Paternalism makes three claims

(1) You do not know what you are doing, in governance or self-determination.
(2) I know what is good for you.
(3) Let me help you to make things right, if need be by force.


OBJECTIONS TO PATERNALISM

There are a number of objections to paternalistic offer of help.

First, paternalism is a noble and chivalry enterprise. However, such a noble instinct is not without its corrupting tendencies and destructive impact. The impetus to help, arising as it must, from a sense of superiority and well being, will easily lead to an arrogance of power (intellectual, spiritual, physical, emotional or economical) in the helper. Dependency creates subordination in the helped and in time breed contempt in the helper. This is manifested in a relationship denominated not so much by the actual needs of the one that wants help but by the one who venture the help. Such tendency seems to grow directly, in proportion with the intensity of the willingness to help and conversely correlated with the helplessness exhibited by the deprived. In the end, the one being helped may be no better off, e.g. he may not get what he wants (only what others think he wants). He may even ends up worse off than before, e.g. he may get more than what he bargained for - a lost of self-respect for his own autonomy, and freedom. Such has always been the pitfall of paternalistic relationship!

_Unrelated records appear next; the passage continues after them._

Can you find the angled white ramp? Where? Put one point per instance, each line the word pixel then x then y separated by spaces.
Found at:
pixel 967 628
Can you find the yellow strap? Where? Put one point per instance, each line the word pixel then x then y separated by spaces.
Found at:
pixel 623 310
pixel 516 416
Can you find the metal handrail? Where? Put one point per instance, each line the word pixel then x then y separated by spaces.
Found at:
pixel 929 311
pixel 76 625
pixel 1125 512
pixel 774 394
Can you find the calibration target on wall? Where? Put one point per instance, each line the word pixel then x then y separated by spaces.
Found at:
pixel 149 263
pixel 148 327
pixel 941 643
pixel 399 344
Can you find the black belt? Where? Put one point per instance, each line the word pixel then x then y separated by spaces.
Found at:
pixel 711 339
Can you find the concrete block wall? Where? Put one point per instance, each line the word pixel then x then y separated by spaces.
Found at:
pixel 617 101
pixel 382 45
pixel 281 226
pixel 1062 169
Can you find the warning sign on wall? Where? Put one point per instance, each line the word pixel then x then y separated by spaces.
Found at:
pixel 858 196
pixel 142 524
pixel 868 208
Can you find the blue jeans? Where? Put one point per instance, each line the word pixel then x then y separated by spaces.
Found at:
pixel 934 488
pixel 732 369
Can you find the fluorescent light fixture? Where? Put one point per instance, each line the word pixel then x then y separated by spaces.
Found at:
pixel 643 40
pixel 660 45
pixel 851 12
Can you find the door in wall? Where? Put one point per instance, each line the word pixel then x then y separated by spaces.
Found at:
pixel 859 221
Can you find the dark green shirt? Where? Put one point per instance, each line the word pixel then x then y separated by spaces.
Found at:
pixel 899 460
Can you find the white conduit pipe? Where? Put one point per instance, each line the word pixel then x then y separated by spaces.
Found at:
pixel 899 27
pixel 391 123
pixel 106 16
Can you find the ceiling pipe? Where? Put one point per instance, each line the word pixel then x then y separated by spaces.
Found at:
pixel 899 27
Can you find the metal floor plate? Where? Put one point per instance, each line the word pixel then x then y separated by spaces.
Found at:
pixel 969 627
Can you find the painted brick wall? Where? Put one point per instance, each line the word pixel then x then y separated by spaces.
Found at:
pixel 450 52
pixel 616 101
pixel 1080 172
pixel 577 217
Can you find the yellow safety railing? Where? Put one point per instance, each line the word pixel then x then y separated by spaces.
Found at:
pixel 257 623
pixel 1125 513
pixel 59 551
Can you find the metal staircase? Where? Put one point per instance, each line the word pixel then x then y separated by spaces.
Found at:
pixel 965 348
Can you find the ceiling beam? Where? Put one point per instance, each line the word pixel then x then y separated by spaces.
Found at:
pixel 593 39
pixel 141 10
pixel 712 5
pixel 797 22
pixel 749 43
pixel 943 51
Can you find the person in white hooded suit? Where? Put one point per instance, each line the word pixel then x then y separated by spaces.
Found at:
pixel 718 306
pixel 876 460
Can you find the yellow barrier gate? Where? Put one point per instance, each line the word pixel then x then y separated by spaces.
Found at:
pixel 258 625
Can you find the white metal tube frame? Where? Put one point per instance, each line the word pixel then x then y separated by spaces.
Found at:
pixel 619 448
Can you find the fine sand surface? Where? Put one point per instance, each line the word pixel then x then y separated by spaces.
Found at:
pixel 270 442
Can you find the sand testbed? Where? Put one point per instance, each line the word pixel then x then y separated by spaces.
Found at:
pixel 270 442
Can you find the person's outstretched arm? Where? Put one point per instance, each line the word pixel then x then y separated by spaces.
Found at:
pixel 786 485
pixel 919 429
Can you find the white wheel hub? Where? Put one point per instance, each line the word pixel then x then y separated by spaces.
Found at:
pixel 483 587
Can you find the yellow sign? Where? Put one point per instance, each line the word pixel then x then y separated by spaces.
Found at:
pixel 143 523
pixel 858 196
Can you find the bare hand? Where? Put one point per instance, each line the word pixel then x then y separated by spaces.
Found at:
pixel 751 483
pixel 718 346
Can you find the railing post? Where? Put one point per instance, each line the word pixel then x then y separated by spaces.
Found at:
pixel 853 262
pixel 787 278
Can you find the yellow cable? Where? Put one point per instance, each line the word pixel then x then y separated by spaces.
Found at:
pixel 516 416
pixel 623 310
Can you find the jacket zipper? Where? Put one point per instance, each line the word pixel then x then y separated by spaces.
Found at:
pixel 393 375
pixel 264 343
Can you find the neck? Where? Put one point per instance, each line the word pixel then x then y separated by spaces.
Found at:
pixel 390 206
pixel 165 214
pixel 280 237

Secondly, paternalistic motivation to help is never selfless. There is a certain kind of hypocrisy in all chivalry gestures. No one is totally, selfless, by venturing out to help others we are motivated by a need to gratify ourselves, i.e. an instinct to do good by our standard, not that of the person needing help. We should not for a moment think that the interest of the helper and the helped are one and the same. No assumption can be more wrong and more dangerous. A servant cannot be trusted to serve two masters. This is not an indictment against the integrity of the servant as much as it is a realistic assessment of such relationships. The annals of trust law are repelled with cautions against such divided allegiance. Our experience with others point unmistakably to that conclusion.

AFTERWORD

If paternalism works in making the world a better place to live, work and play as claimed, with the strong helping the weak, more developed nation coaching the less developed nation, I wonder what other CULTURALLY more advanced nations can help to improve the culturally less attuned - achieved nations, from managing deficits to reducing violence to decreasing drugs to building family to providing for seniors to protecting the young to improving morality….

The ultimate question to ask is why paternalism is only working in a one way manner, from the economically - military strong to the economically - militarily weak?

What is the relationship, if any, between economic and military proneness and cultural and moral goods?

Are rich people/country necessarily more cultured?

Are the militarily strong necessarily more moral?